# Flint Michigan Antique Bottle Club Show



## Michdigger

Should be a great show as usual. Hope to see ya there


----------



## druggistnut

Thanks for posting that flyer, Scott.
 All of the tables were sold out, as of January 14th. That is the quickest they have ever gone.
 We have talked over all the ramifications of moving to a larger hall, but we're going to hold off. The folks who own the hall state they plan on adding on, and we really don't want to put up awnings outside, for overflow, either. It starts to look like a flea market, then. That, and the IFFY weather in Mid-March decided it.
 If you haven't ever been to our show, try to make it. You'll be pleasantly surprised.
 Bill
 Contact info is as follows:
 Tim Buda- Show Chairman--(989)271-9193 tbuda@shianet.org
 Bill Heatley- Club President--(810)631-6314 newzmaker@aol.com


----------



## druggistnut

*RE: 40th Annual Flint Michigan Antique Bottle Club Show*

bump


----------



## mgardziella

*RE: 40th Annual Flint Michigan Antique Bottle Club Show*

Will there be deco and acl sodas there?


----------



## Michdigger

*RE: 40th Annual Flint Michigan Antique Bottle Club Show*



> ORIGINAL: mgardziella
> 
> Will there be deco and acl sodas there?


 
 Yes there will be and alot more besides that..I will p.m you with a fellows name and number that will be set up at the show and he called me and said he has alot to get rid of so maybe he can bring what you are looking for.


----------



## Michdigger

*RE: 40th Annual Flint Michigan Antique Bottle Club Show*



> ORIGINAL: lobeycat
> 
> how's ole Flint doing these days? has it become an official ghost town yet?


 
 Still the same old High Crime S#%thole its always been but even worse...Hell, its so bad even the Drug Dealers are signing up at the Job Fairs[]


----------



## druggistnut

*RE: 40th Annual Flint Michigan Antique Bottle Club Show*

Jim Priestly is our clubs Painted soda guru and he always sets up.
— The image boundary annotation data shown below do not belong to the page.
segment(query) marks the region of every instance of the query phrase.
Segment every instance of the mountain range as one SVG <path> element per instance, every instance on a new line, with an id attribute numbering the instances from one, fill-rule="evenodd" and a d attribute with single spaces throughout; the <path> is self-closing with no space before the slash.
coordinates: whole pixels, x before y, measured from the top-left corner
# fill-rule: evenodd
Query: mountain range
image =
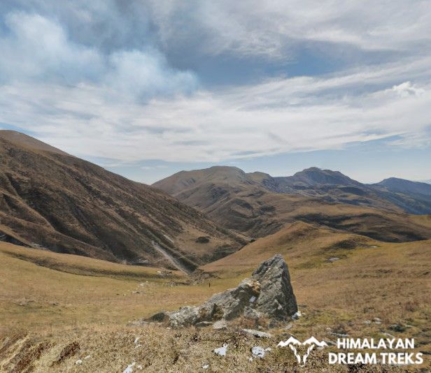
<path id="1" fill-rule="evenodd" d="M 190 272 L 295 222 L 380 241 L 427 240 L 430 213 L 426 183 L 214 166 L 148 186 L 0 131 L 0 240 L 29 247 Z"/>
<path id="2" fill-rule="evenodd" d="M 431 237 L 431 186 L 387 180 L 364 184 L 337 171 L 308 168 L 273 177 L 215 166 L 181 171 L 153 184 L 210 219 L 251 237 L 295 221 L 388 242 Z"/>
<path id="3" fill-rule="evenodd" d="M 243 238 L 166 193 L 0 131 L 0 240 L 191 271 Z"/>

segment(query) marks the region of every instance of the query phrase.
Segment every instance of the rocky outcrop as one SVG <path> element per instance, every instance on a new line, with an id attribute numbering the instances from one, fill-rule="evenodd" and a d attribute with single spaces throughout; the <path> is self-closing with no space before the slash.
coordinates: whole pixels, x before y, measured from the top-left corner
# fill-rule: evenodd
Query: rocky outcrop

 The location of the bottle show is actually west of Flint, in a very safe area. You don't have to go in to Flint to attend the show.

 Now, if you are looking for some excitement, I can give you directions to streets with signs on the telephone posts that depict Syringes and state "Illegal drug use area. Loitering prohibited." If you go at night, you're sure to have some fun.
 Bill


----------



## Miles

*RE: 40th Annual Flint Michigan Antique Bottle Club Show*

Ha, I was there a few years back... certainly an otherworldly experience in flint. Didn't know about the signs, but half the houses were burnt down [&:]


----------



## Penn Digger

*RE: 40th Annual Flint Michigan Antique Bottle Club Show*

What a shame for Flint, these depictions.


----------